Four Lies About Social Security
Impact Press, Feb, 2002
A CBS News poll taken in August 2001 found that a majority of Americans do not believe that Social Security will be able to pay their retirement benefits. A similar majority believe that investing part of our Social Security funds in the stock market is a good idea. That speaks to the success of a brilliant, multi-year public relations campaign engineered by rich Wall Street firms, in conjunction with their friends in conservative Washington think tanks. Their goal: to convince the public to consider dumping Social Security in favor of private accounts. It's a campaign built on misinformation, distortion, and outright lies. What's Wall Street's stake in all this? They want to get their hands on the one trillion dollars currently sitting in the Social Security trust fund - probably the largest single stash of dough ever amassed in human history. If Social Security were privatized, that giant trust fund would be sliced up into individual retirement accounts, managed by the banks, one account for every man, woman and child in America. Each one of those accounts would generate management fees for the banks, a never-ending Niagara Falls of fees, cascading forever into the coffers of Wall Street. ...

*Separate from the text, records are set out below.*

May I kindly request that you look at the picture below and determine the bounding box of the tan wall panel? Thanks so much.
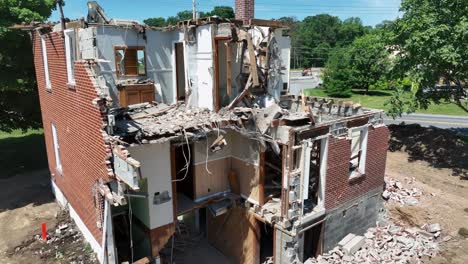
[207,207,260,264]
[194,158,231,199]
[231,157,260,203]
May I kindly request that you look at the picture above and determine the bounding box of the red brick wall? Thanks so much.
[325,126,389,210]
[32,31,110,242]
[235,0,255,23]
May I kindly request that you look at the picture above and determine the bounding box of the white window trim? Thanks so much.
[349,125,368,179]
[51,124,63,174]
[64,29,76,85]
[41,35,51,89]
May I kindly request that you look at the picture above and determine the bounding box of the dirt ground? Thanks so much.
[0,170,97,264]
[386,124,468,264]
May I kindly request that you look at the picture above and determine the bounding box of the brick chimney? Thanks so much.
[235,0,254,24]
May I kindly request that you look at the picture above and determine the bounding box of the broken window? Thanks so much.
[51,123,62,174]
[115,47,146,77]
[64,29,76,85]
[40,35,51,89]
[349,127,368,178]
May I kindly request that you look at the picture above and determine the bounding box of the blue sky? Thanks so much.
[50,0,402,26]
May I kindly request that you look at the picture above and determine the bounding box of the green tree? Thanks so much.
[391,0,468,113]
[322,47,354,97]
[349,31,390,93]
[294,14,368,68]
[206,6,234,19]
[166,10,196,26]
[143,17,166,27]
[0,0,56,132]
[338,18,370,46]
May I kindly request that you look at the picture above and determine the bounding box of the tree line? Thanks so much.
[276,0,467,115]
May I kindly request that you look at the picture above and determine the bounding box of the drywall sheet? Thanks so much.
[192,134,232,200]
[128,142,174,229]
[195,25,214,109]
[207,207,260,264]
[193,158,231,199]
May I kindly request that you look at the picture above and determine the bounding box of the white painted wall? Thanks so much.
[194,25,214,110]
[94,26,182,105]
[128,143,174,229]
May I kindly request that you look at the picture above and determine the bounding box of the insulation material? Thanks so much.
[207,207,260,264]
[78,27,97,59]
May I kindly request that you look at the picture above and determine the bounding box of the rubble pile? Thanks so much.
[113,103,254,140]
[305,223,442,264]
[382,177,424,206]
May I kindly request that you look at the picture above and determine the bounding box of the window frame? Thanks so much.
[348,125,368,179]
[64,28,76,86]
[40,35,51,90]
[114,46,147,77]
[51,123,63,175]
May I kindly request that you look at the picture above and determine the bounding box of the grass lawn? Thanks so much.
[303,88,468,116]
[0,129,48,178]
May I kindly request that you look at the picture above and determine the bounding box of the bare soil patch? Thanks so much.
[0,170,97,263]
[386,125,468,263]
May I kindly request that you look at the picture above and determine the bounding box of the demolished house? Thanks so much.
[18,1,389,263]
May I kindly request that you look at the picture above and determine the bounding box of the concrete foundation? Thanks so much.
[322,187,383,252]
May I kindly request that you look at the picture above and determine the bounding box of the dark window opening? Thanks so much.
[260,221,274,263]
[303,222,324,260]
[175,42,186,101]
[264,144,283,202]
[304,140,320,214]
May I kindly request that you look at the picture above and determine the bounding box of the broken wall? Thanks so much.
[325,125,389,210]
[191,130,261,203]
[230,131,261,203]
[32,31,112,246]
[185,24,214,109]
[94,26,182,106]
[323,187,383,251]
[127,142,174,230]
[249,26,290,101]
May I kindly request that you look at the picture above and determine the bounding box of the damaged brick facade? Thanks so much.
[32,31,111,243]
[325,126,389,210]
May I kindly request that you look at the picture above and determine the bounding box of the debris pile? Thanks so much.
[12,210,98,264]
[305,223,441,264]
[382,177,423,206]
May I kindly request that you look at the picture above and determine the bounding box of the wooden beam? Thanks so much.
[237,30,259,87]
[259,146,265,206]
[225,42,232,97]
[249,18,290,28]
[227,73,252,109]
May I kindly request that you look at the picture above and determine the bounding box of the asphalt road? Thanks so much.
[384,113,468,135]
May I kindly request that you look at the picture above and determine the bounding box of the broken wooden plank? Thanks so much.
[238,30,259,86]
[227,73,252,110]
[249,18,290,28]
[225,42,232,97]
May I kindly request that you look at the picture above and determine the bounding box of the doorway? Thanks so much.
[303,222,324,259]
[214,37,232,111]
[259,221,274,263]
[175,42,186,101]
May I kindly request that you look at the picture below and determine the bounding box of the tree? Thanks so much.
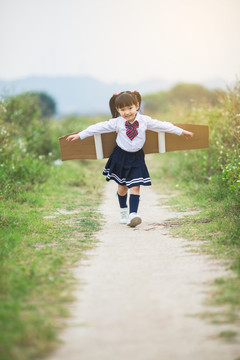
[27,91,57,117]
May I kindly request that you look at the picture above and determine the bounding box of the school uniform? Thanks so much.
[78,112,183,188]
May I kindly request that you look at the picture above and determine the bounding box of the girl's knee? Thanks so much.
[118,184,128,196]
[130,186,140,195]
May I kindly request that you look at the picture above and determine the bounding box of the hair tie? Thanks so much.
[114,93,119,96]
[133,90,137,93]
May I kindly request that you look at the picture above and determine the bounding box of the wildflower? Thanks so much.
[54,159,63,166]
[0,104,7,113]
[0,129,7,135]
[18,138,26,150]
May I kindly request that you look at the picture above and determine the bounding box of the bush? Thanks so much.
[0,93,53,199]
[187,82,240,197]
[148,81,240,197]
[145,80,240,244]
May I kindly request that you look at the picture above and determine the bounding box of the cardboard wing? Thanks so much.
[59,123,209,161]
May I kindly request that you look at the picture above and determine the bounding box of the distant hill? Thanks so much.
[0,75,227,116]
[143,83,223,114]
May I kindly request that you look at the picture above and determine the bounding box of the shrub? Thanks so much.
[0,93,53,199]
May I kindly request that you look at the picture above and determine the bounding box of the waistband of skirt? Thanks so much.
[115,145,143,155]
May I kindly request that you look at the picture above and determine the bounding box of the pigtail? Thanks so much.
[132,91,142,110]
[109,94,119,118]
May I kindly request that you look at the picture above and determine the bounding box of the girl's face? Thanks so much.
[116,103,139,122]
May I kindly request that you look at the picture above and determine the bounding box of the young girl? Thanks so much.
[66,91,193,227]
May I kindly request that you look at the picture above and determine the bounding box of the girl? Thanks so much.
[66,91,193,227]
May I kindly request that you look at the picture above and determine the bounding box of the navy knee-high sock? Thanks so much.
[129,194,140,213]
[117,193,128,208]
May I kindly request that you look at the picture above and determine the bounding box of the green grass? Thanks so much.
[218,329,238,342]
[147,153,240,329]
[0,159,105,360]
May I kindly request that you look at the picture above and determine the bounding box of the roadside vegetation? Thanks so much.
[143,82,240,326]
[0,92,104,360]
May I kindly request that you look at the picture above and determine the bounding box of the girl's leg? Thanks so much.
[128,185,141,227]
[117,184,128,208]
[129,186,140,213]
[129,186,140,195]
[118,184,128,197]
[117,185,128,224]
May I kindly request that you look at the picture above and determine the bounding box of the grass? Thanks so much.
[218,329,238,342]
[147,152,240,330]
[0,159,105,360]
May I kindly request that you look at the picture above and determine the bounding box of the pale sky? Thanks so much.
[1,0,240,84]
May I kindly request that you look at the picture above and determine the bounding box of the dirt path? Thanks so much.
[48,182,240,360]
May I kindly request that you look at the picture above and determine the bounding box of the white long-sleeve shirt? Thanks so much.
[78,112,183,152]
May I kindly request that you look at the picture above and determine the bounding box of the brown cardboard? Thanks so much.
[59,123,209,161]
[59,133,97,160]
[166,123,209,152]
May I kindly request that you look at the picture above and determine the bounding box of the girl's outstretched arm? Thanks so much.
[181,130,194,139]
[66,134,80,142]
[66,118,118,142]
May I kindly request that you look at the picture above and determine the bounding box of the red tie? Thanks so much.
[125,120,139,141]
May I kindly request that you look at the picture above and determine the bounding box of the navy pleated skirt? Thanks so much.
[102,145,151,188]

Lie #3: The stock market is definitely a better deal. The pro-privatization President's Commission to Strengthen Social Security has claimed that stocks will have an annual "return" of 7 percent, while the current Social Security system only returns about 3 percent. But the Commission does not provide any hard numbers to back up their 7 percent estimate. That's a stunning omission, given the fact that the whole argument for privatization rests on projected stock market returns. The truth is that the stock market is a much shakier investment than most people realize. Even with recent drops, stock prices are still high by historical standards. At this writing, the Dow Jones stands around 10,000. But Alan Greenspan warned that stock prices were too high (by making his "irrational exuberance" comment) back when the Dow was way down below 7,000! Another problem is Social Security's own accountants are projecting that corporate profits will grow much slower over the next 75 years than they have in the past. Since stock prices are tied to corporate profits, this can only dim the prospects for stock market returns. Economist Dean Baker of the Center for Economic and Policy Research crunched Social Security's own numbers and came up with a future stock market return of 3.6 percent a year. When you subtract the fees that banks will charge to manage the accounts, the stock market drops back into a dead heat with old reliable Social Security. Except that with the private accounts, it would still be possible to lose everything in a stock market crash. So far, the President's Social Security Commission has failed to refute or even respond to Baker's calculations.